Years ago, Kurt Eiselt told me that the future of computing was going to be functional languages on very-parallel hardware; functional languages, at least in principle, make synchronization easier by limiting or removing-altogether side effects. (although reconciling this idea with stateful, event-driven end-user applications is another issue!) To an extent, it looks like he was right, and the future is here! MapReduce is the method Google is using to crunch super-giant datasets with enormously parallel clusters. It's not just for functional languages, of course, but the idea is there.

Friday, January 05, 2007

Possibly interesting, but almost definitely not useful!

- My aunt, years ago, had a Newton eMate 300, and I recently found a Newton PDA while cleaning out the space behind an A/C unit -- in any case, I've had this weird fascination with Newtons for years. Now, you can relive the Newton Magic that you probably never experienced in the first place, under emulation! The Einstein Platform is a Newton emulator that works pretty well -- and you can find Newton ROM images here. It's kinda interesting. (Although I got stuck in fullscreen mode once, careful!)

- Self. It's been ported to Linux. It's one of those languages that one feels like one should learn more about. It has interesting family relationships with SmallTalk and Dylan and JavaScript...
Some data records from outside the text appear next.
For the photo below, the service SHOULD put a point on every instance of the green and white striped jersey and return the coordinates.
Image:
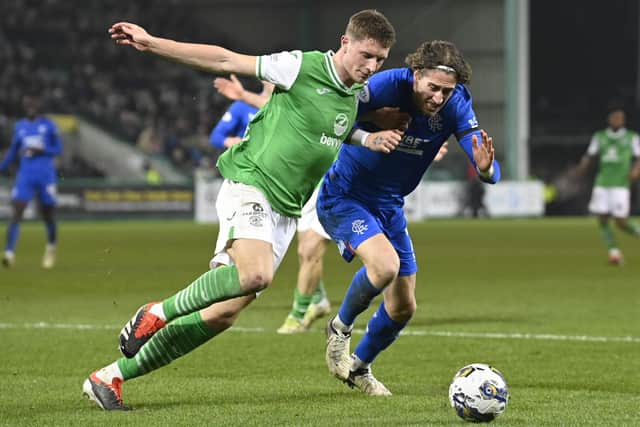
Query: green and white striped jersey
(294, 138)
(615, 151)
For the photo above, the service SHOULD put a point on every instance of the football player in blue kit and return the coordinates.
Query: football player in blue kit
(35, 143)
(233, 124)
(361, 199)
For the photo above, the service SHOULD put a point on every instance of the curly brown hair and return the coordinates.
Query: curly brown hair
(433, 53)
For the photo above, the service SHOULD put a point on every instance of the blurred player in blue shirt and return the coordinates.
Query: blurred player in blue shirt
(35, 144)
(361, 199)
(231, 127)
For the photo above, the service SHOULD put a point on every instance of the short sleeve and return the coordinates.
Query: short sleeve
(281, 69)
(465, 117)
(593, 146)
(635, 145)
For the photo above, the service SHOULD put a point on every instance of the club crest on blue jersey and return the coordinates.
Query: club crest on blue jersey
(358, 226)
(364, 95)
(340, 124)
(435, 123)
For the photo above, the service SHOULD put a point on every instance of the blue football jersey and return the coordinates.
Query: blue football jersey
(36, 143)
(234, 122)
(387, 178)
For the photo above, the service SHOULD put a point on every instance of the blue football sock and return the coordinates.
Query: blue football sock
(359, 295)
(13, 231)
(51, 232)
(382, 330)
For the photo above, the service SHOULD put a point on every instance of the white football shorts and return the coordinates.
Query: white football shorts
(610, 200)
(244, 213)
(309, 219)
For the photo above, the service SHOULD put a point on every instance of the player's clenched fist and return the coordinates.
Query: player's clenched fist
(384, 141)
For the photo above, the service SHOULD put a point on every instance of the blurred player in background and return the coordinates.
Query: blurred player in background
(310, 300)
(269, 176)
(361, 199)
(36, 142)
(233, 124)
(615, 148)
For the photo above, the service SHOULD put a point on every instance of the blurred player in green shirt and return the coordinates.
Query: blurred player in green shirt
(615, 148)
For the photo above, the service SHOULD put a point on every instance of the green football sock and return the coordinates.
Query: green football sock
(215, 285)
(607, 236)
(319, 294)
(632, 229)
(300, 304)
(171, 342)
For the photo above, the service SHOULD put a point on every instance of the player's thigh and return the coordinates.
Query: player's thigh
(311, 245)
(599, 203)
(350, 223)
(394, 223)
(309, 218)
(221, 315)
(400, 297)
(620, 200)
(252, 235)
(23, 189)
(46, 189)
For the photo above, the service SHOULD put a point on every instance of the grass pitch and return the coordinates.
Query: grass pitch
(535, 298)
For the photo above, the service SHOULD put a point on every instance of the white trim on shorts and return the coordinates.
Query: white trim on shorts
(610, 200)
(309, 219)
(245, 213)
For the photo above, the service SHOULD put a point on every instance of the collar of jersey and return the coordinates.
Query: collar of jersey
(333, 73)
(616, 133)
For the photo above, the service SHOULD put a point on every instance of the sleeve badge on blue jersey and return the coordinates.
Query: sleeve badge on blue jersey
(364, 95)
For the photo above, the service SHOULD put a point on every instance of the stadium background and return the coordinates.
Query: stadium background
(541, 111)
(535, 297)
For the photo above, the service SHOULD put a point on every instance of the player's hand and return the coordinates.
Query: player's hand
(231, 141)
(126, 33)
(389, 118)
(444, 149)
(384, 141)
(230, 88)
(483, 153)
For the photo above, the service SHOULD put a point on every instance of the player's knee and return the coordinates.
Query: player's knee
(384, 271)
(403, 312)
(255, 281)
(621, 223)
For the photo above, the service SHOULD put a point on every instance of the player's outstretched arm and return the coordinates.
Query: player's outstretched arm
(205, 57)
(232, 88)
(384, 141)
(387, 118)
(480, 151)
(635, 171)
(444, 149)
(483, 153)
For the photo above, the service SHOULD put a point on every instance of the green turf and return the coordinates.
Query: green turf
(545, 278)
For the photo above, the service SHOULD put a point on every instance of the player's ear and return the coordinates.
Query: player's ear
(344, 41)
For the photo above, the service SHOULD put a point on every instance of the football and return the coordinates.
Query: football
(478, 393)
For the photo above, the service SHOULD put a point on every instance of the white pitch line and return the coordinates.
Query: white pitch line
(408, 332)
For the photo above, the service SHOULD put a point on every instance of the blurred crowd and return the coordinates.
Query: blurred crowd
(63, 48)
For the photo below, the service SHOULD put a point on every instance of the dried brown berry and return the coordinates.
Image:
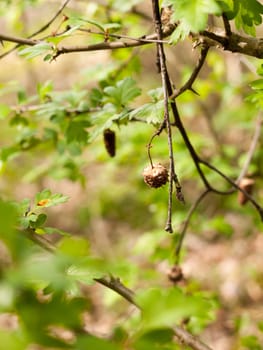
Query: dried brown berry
(247, 185)
(155, 176)
(109, 138)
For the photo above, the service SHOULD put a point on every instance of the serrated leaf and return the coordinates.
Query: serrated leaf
(46, 199)
(257, 84)
(193, 15)
(4, 111)
(76, 132)
(248, 15)
(171, 306)
(88, 269)
(124, 91)
(36, 50)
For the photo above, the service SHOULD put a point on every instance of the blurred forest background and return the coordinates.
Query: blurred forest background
(109, 204)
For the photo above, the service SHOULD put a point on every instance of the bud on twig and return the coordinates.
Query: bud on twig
(109, 138)
(155, 176)
(247, 185)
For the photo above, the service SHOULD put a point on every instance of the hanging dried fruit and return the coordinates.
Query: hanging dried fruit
(155, 176)
(247, 185)
(109, 139)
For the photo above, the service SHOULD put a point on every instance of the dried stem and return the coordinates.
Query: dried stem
(186, 224)
(188, 85)
(116, 285)
(162, 63)
(252, 149)
(226, 24)
(44, 27)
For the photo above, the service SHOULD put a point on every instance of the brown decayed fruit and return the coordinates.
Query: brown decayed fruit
(155, 176)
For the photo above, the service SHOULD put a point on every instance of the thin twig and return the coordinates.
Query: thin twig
(161, 59)
(121, 36)
(252, 149)
(186, 223)
(188, 85)
(44, 27)
(20, 41)
(233, 183)
(118, 287)
(226, 25)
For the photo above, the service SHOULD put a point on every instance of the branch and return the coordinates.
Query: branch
(44, 27)
(20, 41)
(187, 222)
(234, 42)
(189, 83)
(226, 24)
(252, 149)
(116, 285)
(165, 78)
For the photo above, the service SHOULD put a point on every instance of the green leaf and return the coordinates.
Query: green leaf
(87, 269)
(157, 339)
(46, 199)
(170, 306)
(74, 246)
(4, 111)
(124, 92)
(76, 132)
(257, 84)
(36, 50)
(248, 15)
(91, 342)
(193, 15)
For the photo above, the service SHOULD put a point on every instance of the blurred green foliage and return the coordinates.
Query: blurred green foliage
(48, 133)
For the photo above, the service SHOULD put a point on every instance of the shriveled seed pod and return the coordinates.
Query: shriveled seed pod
(155, 176)
(109, 139)
(247, 185)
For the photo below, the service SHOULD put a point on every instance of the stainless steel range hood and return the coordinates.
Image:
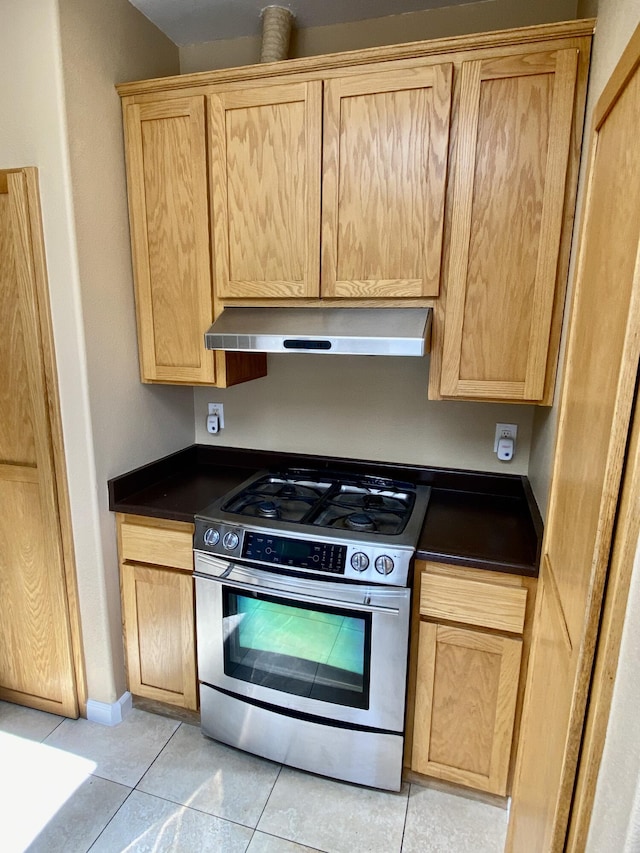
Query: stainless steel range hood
(341, 331)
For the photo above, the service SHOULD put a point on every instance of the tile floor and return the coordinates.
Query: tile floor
(154, 784)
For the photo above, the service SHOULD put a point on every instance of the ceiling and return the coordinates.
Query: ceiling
(194, 21)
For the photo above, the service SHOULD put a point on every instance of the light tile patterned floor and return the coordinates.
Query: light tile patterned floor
(153, 784)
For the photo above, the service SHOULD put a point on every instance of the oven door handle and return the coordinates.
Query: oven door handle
(365, 605)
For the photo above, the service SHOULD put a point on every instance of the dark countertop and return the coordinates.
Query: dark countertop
(481, 520)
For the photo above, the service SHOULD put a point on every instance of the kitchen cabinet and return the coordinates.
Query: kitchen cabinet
(169, 219)
(381, 145)
(469, 650)
(437, 173)
(509, 214)
(385, 147)
(265, 147)
(156, 565)
(40, 660)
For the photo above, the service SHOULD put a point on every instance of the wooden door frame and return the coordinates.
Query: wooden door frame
(615, 537)
(622, 554)
(34, 233)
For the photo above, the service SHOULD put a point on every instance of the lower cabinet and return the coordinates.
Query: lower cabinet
(158, 609)
(467, 648)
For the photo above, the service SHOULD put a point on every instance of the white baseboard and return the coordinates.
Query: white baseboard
(109, 714)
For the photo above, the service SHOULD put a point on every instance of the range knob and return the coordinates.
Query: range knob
(211, 536)
(360, 561)
(231, 540)
(384, 565)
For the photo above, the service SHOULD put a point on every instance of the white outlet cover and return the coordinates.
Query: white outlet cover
(217, 409)
(511, 431)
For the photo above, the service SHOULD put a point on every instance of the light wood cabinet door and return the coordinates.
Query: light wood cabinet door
(37, 584)
(514, 134)
(385, 146)
(265, 150)
(158, 611)
(169, 215)
(466, 692)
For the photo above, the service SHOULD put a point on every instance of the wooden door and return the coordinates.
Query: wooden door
(264, 146)
(158, 610)
(169, 216)
(36, 654)
(385, 146)
(598, 392)
(514, 134)
(466, 692)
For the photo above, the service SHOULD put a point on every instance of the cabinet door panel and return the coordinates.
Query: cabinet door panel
(160, 634)
(466, 693)
(385, 151)
(514, 136)
(265, 189)
(36, 654)
(167, 168)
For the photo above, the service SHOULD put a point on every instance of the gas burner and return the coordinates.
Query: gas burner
(373, 502)
(269, 509)
(289, 490)
(360, 521)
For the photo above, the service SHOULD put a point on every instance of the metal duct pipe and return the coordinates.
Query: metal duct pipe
(276, 30)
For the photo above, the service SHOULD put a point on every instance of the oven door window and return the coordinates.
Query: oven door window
(313, 651)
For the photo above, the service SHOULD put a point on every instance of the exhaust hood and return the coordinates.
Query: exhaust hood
(341, 331)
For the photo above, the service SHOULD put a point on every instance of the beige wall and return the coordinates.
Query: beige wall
(129, 424)
(362, 407)
(414, 26)
(52, 55)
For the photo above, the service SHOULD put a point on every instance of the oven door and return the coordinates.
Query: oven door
(332, 650)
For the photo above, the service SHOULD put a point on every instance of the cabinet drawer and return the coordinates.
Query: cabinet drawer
(168, 545)
(472, 602)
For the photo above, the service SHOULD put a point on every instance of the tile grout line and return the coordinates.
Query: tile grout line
(406, 817)
(112, 818)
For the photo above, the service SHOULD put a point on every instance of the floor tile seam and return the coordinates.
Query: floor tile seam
(159, 753)
(266, 802)
(56, 727)
(112, 818)
(195, 809)
(406, 817)
(284, 838)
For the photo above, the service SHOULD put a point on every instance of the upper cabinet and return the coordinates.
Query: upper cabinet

- Thinking Meat celebrates the holidays. I just found this blog, but over at the Thinking Meat Project, she has a lovely article about taking part in the culture around the holidays and coming to terms with the cognitive dissonance from enjoying good Bach choral music while feeling like one shouldn't be participating in religious rites, for consistency's sake. It can hard to balance these things, particularly soon after giving up a faith.